2.) Description of TTL Logic Families
TTL (74xx) True TTL
74L......................Low power
74S......................Schottky
74H......................High speed
74LS....................Low power - Schottky
74AS...................Advanced - Schottky
74ALS.................Advanced - Low power - Schottky
74F(AST).............Fast - (Advanced - Schottky)
74C......................CMOS.......check Vcc level
74HC (U).............High speed - CMOS (Unbuffered output)
74HCT.................High speed - CMOS - TTL inputs
74AHC.................Advanced - High speed - CMOS
74AHCT..............Advanced - High speed - CMOS - TTL inputs<
74FCT (-A,T,AT).Fast - CMOS - TTL inputs (speed variations)
74AC....................Advanced - CMOS
74ACT.................Advanced - CMOS - TTL inputs
74FACT................AC, ACT (Q) series
74ACQ.................Advanced - CMOS - Quiet outputs
74ACTQ...............Advanced - CMOS - TTL inputs - Quiet outputs
Bus Driver Families
74ABT.................Advanced - BiCMOS - Technology
74ABTE...............ABT - Enhanced Transceiver Logic
74ABTH..............Advanced - BiCMOS - Technology - bus Hold<
74BCT.................BiCMOS - TTL inputs
74BTL.................Backplane - Transceiver - Logic (BiCMOS)
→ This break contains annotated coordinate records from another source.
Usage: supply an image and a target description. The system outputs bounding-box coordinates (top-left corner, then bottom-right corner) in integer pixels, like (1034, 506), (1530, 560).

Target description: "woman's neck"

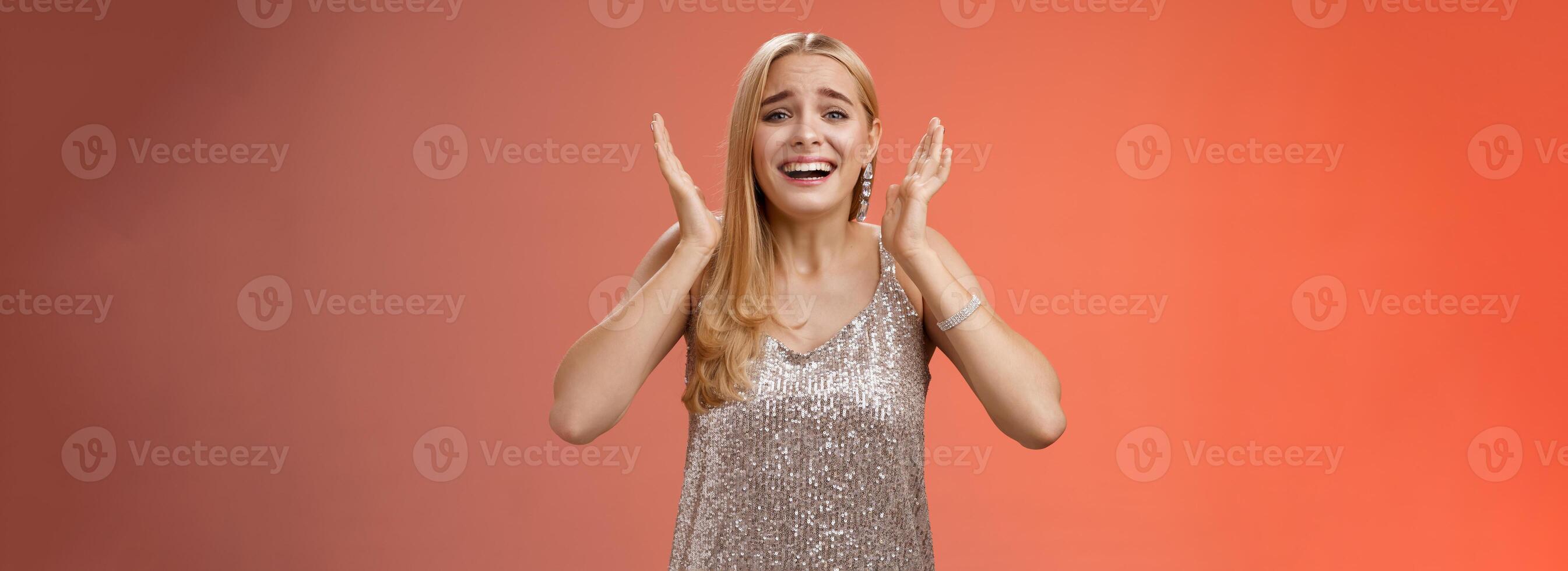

(768, 213), (859, 274)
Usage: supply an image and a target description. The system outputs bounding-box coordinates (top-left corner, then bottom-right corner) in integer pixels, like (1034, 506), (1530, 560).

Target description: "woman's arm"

(550, 115), (718, 444)
(903, 229), (1066, 449)
(550, 223), (712, 444)
(883, 118), (1066, 449)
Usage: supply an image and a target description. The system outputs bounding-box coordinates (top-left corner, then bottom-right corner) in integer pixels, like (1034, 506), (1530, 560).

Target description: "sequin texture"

(670, 232), (934, 569)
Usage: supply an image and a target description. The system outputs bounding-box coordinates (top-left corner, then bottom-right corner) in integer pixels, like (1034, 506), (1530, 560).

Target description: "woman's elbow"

(1014, 410), (1068, 450)
(550, 403), (604, 446)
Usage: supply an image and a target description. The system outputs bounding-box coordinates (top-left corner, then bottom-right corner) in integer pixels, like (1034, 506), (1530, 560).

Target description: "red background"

(0, 0), (1568, 569)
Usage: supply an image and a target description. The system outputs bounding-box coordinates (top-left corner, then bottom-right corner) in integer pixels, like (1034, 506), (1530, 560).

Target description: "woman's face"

(751, 54), (881, 218)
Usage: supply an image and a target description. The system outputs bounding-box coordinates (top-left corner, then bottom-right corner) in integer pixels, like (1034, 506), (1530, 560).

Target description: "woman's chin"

(764, 185), (845, 218)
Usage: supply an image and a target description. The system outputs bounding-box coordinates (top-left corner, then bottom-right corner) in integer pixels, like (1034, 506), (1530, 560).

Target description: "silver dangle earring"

(855, 163), (872, 223)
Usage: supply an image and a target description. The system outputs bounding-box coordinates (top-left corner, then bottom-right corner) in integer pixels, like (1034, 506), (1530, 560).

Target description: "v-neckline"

(762, 229), (888, 358)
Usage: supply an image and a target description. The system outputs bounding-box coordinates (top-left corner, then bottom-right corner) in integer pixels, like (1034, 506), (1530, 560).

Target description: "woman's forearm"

(905, 251), (1066, 449)
(550, 246), (712, 444)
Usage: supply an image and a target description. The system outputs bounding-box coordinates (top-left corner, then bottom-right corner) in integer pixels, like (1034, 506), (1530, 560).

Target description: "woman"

(550, 33), (1066, 569)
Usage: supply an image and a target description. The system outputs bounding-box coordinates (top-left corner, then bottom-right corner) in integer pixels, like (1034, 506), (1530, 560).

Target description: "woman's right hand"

(649, 113), (718, 254)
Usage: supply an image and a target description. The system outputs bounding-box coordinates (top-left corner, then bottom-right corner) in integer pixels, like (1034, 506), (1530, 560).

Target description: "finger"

(920, 119), (947, 177)
(903, 130), (931, 177)
(936, 147), (954, 184)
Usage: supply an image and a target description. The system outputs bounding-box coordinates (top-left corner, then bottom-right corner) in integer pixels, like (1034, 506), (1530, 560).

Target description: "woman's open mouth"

(779, 157), (837, 185)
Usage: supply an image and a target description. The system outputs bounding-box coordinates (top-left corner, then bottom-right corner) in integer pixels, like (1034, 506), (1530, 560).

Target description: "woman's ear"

(861, 119), (881, 165)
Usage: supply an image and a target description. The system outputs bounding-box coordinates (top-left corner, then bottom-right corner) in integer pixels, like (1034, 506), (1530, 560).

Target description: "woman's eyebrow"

(762, 89), (795, 105)
(762, 88), (855, 105)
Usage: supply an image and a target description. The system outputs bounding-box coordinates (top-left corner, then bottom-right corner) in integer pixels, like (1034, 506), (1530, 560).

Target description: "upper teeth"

(784, 163), (832, 172)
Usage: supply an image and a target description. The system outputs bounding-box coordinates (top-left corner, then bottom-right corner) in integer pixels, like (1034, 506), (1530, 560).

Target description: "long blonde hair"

(680, 33), (880, 414)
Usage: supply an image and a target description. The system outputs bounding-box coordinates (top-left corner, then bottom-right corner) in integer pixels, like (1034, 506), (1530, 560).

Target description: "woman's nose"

(789, 118), (822, 147)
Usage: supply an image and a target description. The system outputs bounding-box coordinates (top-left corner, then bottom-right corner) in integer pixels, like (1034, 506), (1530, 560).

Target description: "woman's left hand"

(883, 118), (954, 263)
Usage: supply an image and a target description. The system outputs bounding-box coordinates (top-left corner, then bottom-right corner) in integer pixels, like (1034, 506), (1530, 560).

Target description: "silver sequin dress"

(670, 232), (934, 569)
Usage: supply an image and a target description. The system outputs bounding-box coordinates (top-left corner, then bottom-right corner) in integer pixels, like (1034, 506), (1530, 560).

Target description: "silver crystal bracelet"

(936, 293), (980, 331)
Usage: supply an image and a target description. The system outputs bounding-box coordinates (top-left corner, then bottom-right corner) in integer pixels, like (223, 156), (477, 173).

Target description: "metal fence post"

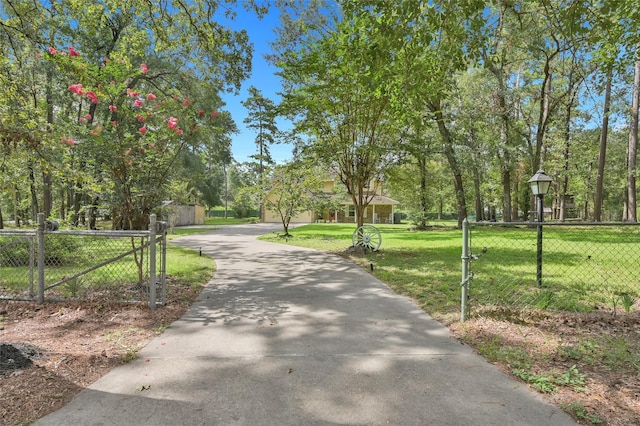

(460, 218), (470, 322)
(160, 227), (167, 304)
(149, 214), (156, 310)
(36, 213), (44, 303)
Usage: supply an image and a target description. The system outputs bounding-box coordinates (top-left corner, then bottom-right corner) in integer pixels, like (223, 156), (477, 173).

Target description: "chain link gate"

(461, 221), (640, 321)
(0, 214), (167, 309)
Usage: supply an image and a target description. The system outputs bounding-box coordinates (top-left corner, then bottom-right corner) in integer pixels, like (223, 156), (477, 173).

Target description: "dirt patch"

(0, 287), (640, 426)
(0, 283), (197, 426)
(449, 311), (640, 426)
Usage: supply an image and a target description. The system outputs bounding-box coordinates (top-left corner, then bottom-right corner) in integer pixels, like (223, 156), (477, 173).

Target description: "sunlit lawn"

(262, 222), (640, 316)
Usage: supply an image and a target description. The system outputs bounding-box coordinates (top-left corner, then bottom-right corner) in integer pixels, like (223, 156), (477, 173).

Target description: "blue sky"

(223, 5), (291, 163)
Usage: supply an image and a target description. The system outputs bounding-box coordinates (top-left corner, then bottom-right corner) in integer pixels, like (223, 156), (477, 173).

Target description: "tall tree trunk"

(472, 153), (484, 222)
(626, 61), (640, 222)
(13, 185), (20, 228)
(29, 162), (40, 222)
(593, 69), (613, 222)
(416, 155), (429, 229)
(511, 179), (520, 222)
(429, 99), (467, 228)
(529, 56), (559, 221)
(42, 69), (53, 217)
(222, 164), (229, 219)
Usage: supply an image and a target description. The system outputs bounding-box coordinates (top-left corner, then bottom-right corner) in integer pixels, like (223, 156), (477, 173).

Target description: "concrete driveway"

(36, 224), (576, 426)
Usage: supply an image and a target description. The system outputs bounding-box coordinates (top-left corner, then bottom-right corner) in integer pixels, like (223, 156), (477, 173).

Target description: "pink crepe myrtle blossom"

(69, 83), (84, 95)
(87, 90), (98, 104)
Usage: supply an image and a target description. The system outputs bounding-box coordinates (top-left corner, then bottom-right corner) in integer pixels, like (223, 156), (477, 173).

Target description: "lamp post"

(529, 169), (553, 287)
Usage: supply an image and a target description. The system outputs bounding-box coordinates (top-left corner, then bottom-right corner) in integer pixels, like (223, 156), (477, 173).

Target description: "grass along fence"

(263, 223), (640, 317)
(468, 222), (640, 316)
(0, 215), (167, 309)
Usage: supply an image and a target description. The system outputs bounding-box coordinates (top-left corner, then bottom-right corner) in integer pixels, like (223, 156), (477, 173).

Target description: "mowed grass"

(261, 223), (462, 315)
(262, 222), (640, 318)
(0, 229), (215, 297)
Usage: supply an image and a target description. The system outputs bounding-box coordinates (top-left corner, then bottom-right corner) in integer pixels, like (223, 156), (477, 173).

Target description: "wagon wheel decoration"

(351, 225), (382, 251)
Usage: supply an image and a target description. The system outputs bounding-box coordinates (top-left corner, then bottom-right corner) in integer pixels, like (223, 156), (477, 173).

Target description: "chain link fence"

(462, 222), (640, 318)
(0, 215), (166, 309)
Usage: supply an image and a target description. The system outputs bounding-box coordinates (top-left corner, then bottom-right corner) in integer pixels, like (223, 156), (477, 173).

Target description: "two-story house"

(262, 179), (398, 224)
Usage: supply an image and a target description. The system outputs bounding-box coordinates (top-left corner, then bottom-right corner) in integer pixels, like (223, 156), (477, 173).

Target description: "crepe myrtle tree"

(263, 162), (323, 237)
(48, 47), (218, 229)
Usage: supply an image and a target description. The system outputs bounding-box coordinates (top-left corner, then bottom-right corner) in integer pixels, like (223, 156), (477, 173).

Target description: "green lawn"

(263, 222), (640, 317)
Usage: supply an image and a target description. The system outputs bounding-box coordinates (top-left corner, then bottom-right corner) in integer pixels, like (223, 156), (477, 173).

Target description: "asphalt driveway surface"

(36, 224), (576, 426)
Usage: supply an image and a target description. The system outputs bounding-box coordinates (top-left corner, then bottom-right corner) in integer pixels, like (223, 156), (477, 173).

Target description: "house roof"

(342, 195), (400, 205)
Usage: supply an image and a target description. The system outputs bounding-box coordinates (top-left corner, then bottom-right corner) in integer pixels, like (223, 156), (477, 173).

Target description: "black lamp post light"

(529, 169), (553, 287)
74CBT.................Bus Switch
74CBTK..............CBT - Active Clamp
74FB....................Futurebus+
74GTL.................Gunning - Transceiver - Logic
74GTLP...............GTL - Plus
Low Voltage Families
74ALB.................Advanced - Low Voltage - BiCMOS
74LV (U)..............Low - Voltage (Unbuffered output) (CMOS)
74LVC (R) (U).....LV - CMOS (damping Resistor)(Unbuffered output)
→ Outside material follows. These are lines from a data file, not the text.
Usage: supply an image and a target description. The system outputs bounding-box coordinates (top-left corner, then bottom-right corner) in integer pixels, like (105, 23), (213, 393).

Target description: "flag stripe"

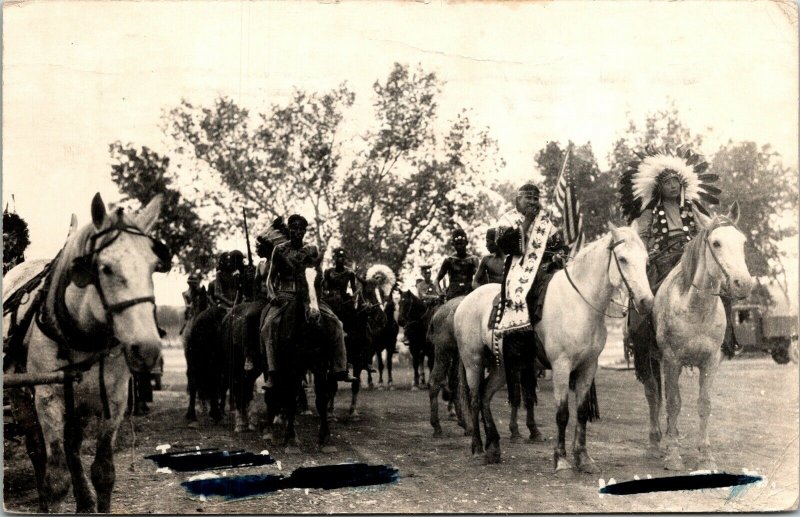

(555, 149), (584, 256)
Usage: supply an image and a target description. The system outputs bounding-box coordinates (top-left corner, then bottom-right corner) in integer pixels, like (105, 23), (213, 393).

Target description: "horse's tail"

(458, 356), (470, 411)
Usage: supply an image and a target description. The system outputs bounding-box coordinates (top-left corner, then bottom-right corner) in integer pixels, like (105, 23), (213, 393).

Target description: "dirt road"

(4, 348), (800, 514)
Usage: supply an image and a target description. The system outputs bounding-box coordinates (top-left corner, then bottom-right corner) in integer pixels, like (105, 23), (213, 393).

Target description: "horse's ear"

(136, 194), (164, 233)
(728, 201), (739, 224)
(92, 192), (107, 230)
(67, 214), (78, 239)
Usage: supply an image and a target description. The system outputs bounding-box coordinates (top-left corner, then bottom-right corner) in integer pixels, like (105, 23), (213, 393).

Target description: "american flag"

(555, 146), (584, 257)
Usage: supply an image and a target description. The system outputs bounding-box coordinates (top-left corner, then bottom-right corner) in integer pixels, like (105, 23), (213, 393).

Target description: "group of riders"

(183, 145), (735, 396)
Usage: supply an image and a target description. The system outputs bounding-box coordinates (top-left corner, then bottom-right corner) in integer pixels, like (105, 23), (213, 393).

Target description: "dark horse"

(397, 291), (437, 389)
(183, 252), (239, 422)
(367, 288), (400, 389)
(328, 264), (399, 418)
(261, 256), (341, 452)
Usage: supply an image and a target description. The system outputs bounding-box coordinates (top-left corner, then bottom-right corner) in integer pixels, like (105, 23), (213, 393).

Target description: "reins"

(564, 239), (639, 319)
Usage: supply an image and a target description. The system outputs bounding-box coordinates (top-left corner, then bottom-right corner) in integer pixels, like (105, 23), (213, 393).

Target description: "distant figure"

(472, 228), (506, 289)
(436, 228), (479, 300)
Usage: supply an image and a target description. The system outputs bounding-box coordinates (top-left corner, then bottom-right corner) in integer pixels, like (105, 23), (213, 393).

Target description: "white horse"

(454, 227), (653, 475)
(4, 194), (169, 513)
(644, 203), (753, 470)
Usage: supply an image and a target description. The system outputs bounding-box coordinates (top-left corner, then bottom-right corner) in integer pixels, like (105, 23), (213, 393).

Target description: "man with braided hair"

(620, 147), (739, 366)
(436, 228), (480, 300)
(261, 214), (356, 388)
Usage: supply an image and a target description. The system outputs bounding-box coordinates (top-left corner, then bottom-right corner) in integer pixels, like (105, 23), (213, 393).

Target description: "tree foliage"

(535, 142), (618, 241)
(164, 84), (355, 248)
(340, 63), (502, 270)
(109, 142), (220, 273)
(711, 142), (798, 277)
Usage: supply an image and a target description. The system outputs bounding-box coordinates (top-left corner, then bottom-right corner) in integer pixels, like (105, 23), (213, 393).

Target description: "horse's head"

(685, 202), (754, 299)
(65, 194), (172, 371)
(608, 224), (653, 313)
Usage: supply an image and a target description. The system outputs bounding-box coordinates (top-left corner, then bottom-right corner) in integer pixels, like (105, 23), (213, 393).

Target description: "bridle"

(692, 219), (741, 296)
(564, 238), (639, 319)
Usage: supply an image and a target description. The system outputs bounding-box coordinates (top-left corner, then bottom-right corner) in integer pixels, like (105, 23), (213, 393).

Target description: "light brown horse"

(454, 227), (653, 475)
(7, 194), (170, 513)
(644, 203), (753, 470)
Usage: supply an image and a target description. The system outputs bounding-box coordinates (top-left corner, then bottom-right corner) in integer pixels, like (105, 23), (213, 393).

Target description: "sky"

(2, 0), (798, 303)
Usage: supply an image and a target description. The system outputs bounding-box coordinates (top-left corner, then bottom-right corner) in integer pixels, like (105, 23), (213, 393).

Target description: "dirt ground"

(3, 342), (800, 514)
74LVCH..............Low - Voltage - CMOS - bus Hold
74ALVC...............Advanced - Low - Voltage - CMOS
74LVT (R) (U)......LV - TTL (damping Resistor(Unbuffered output) (BiCMOS)
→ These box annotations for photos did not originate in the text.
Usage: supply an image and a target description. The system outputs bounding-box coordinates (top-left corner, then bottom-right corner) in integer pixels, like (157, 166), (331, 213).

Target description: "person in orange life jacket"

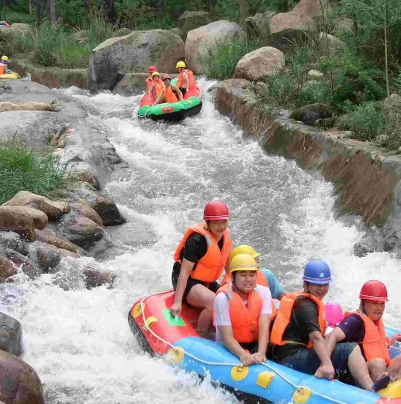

(146, 66), (157, 90)
(214, 254), (272, 366)
(270, 260), (389, 391)
(170, 200), (232, 332)
(175, 61), (196, 95)
(153, 74), (182, 105)
(326, 280), (401, 381)
(221, 245), (286, 300)
(148, 72), (164, 105)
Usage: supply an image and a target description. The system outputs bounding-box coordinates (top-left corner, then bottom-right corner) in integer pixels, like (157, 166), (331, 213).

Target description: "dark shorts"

(171, 271), (220, 301)
(280, 342), (357, 382)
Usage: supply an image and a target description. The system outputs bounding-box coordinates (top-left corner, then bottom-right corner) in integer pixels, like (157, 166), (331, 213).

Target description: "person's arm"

(309, 331), (336, 380)
(325, 327), (345, 357)
(170, 258), (195, 316)
(217, 325), (255, 366)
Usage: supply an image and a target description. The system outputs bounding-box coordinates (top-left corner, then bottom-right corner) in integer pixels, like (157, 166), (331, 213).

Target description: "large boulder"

(291, 0), (329, 18)
(0, 206), (36, 241)
(234, 46), (285, 81)
(185, 20), (246, 74)
(0, 313), (22, 356)
(245, 11), (277, 39)
(89, 29), (185, 91)
(177, 11), (212, 39)
(0, 351), (45, 404)
(2, 191), (70, 220)
(270, 12), (314, 34)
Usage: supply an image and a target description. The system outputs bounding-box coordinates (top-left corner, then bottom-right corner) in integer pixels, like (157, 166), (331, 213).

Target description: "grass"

(0, 141), (67, 205)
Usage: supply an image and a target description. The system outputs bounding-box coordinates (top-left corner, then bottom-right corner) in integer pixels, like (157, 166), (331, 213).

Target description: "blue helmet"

(302, 260), (332, 285)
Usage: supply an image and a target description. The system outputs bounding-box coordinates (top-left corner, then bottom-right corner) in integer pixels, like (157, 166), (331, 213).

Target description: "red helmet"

(359, 281), (388, 302)
(203, 200), (230, 220)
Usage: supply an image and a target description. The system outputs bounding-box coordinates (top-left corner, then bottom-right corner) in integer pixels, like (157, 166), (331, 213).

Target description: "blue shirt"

(261, 268), (284, 299)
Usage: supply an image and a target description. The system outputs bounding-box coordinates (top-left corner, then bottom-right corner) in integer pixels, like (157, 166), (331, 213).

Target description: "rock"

(84, 268), (114, 289)
(291, 0), (330, 18)
(2, 191), (70, 220)
(318, 32), (345, 54)
(245, 11), (277, 39)
(0, 231), (28, 255)
(70, 29), (89, 43)
(308, 69), (324, 80)
(234, 46), (285, 81)
(185, 20), (246, 74)
(78, 200), (103, 227)
(0, 206), (36, 241)
(290, 104), (331, 125)
(113, 27), (133, 38)
(35, 229), (77, 254)
(4, 248), (37, 279)
(28, 241), (61, 272)
(55, 212), (104, 250)
(113, 73), (149, 97)
(89, 30), (185, 91)
(0, 255), (18, 282)
(270, 12), (315, 34)
(0, 313), (22, 356)
(177, 11), (212, 39)
(0, 351), (45, 404)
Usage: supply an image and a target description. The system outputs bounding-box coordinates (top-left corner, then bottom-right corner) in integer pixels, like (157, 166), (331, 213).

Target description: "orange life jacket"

(177, 69), (196, 90)
(344, 311), (391, 365)
(270, 292), (326, 348)
(174, 223), (233, 282)
(163, 86), (178, 103)
(216, 283), (263, 344)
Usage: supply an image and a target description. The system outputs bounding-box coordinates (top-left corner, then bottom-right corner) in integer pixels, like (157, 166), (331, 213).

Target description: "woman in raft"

(170, 200), (233, 332)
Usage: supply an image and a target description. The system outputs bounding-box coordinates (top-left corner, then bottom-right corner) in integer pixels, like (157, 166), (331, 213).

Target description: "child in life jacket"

(326, 280), (401, 381)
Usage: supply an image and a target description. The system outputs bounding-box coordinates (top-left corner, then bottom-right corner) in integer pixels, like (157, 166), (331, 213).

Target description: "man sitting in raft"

(175, 61), (196, 97)
(148, 72), (164, 104)
(170, 200), (232, 332)
(270, 260), (389, 391)
(221, 245), (286, 300)
(214, 254), (272, 366)
(153, 74), (182, 105)
(326, 280), (401, 381)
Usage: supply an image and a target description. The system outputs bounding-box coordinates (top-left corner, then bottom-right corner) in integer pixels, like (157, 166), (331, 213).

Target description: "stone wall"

(215, 79), (401, 252)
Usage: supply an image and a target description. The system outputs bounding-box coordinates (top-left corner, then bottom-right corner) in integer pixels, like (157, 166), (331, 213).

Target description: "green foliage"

(346, 101), (388, 141)
(207, 41), (259, 80)
(0, 143), (65, 205)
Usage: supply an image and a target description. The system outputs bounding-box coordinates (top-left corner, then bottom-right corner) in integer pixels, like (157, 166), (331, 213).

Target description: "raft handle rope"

(139, 290), (347, 404)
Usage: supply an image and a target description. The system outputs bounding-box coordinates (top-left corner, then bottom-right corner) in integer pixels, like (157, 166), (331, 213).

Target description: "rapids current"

74LVTZ................Low - Voltage - TTL - High Impedance power-uup
74ALVC (R).........ALV - CMOS (bus Hold) (damping Resistor)
74ALVCH.............Advanced - Low - Voltage - CMOS - bus Hold>
74LCX..................LV - CMOS (operates with 3v and 5v suppliess)
74VCX..................LV - CMOS (operates with 1.8v and 3.6v suppplies
74CBTLV.............CBT - Low Voltage
3.) Karnaugh Mapping ( K-mapping )
Consider an n-dimensional hyper-cube, with two indices on a side, one index labelled "on", and one labelled "off". Thus, there are 2**n positions in the cube, each labelled with n "on"s or "off"s. Consider, an n-input boolean function; associate each of the inputs to the function with a different dimension of the hyper-cube. Now, there is a one-to-one association between the 2**n positions in the cube and the 2**n possible sets of input values to the function. Mark each position in the cube either "on" or "off" according to the result of the function when given the set of input values corresponding to that position. Now, this cube completely describes the function. As mentioned in the first section, a group of function can be specified by giving the sets of input values for which a function in the group must be "on" and also the sets of values for which it must be "off". This corresponds to partially filling out a function cube; some positions are marked either "on" or "off", and others are left unmarked. The goal in making the K-map of a function is to find an efficient way of expressing that function. When a group of functions is specified in the above way, it is because all of the functions in the group are equivalent for the input values that are given. Thus, the one function in the group that is most efficient to express can be chosen. This can be done by making a K-map from the partially filled-out cube for the group of functions. In K-mapping a single function, adjacent terms can be combined, because the new combined term still covers "on"s in the function. That is, they do not cover any of the "off"s in the cube; this is really what is important. In the partially-filled cube, terms can be combined so long as they do not cover "off"s; that is, they may be combined so as to cover the empty positions in the cube. The eventual result of K-mapping a partial cube expresses one particular function from the group of functions given by the cube. Moreover, it is the "best" function.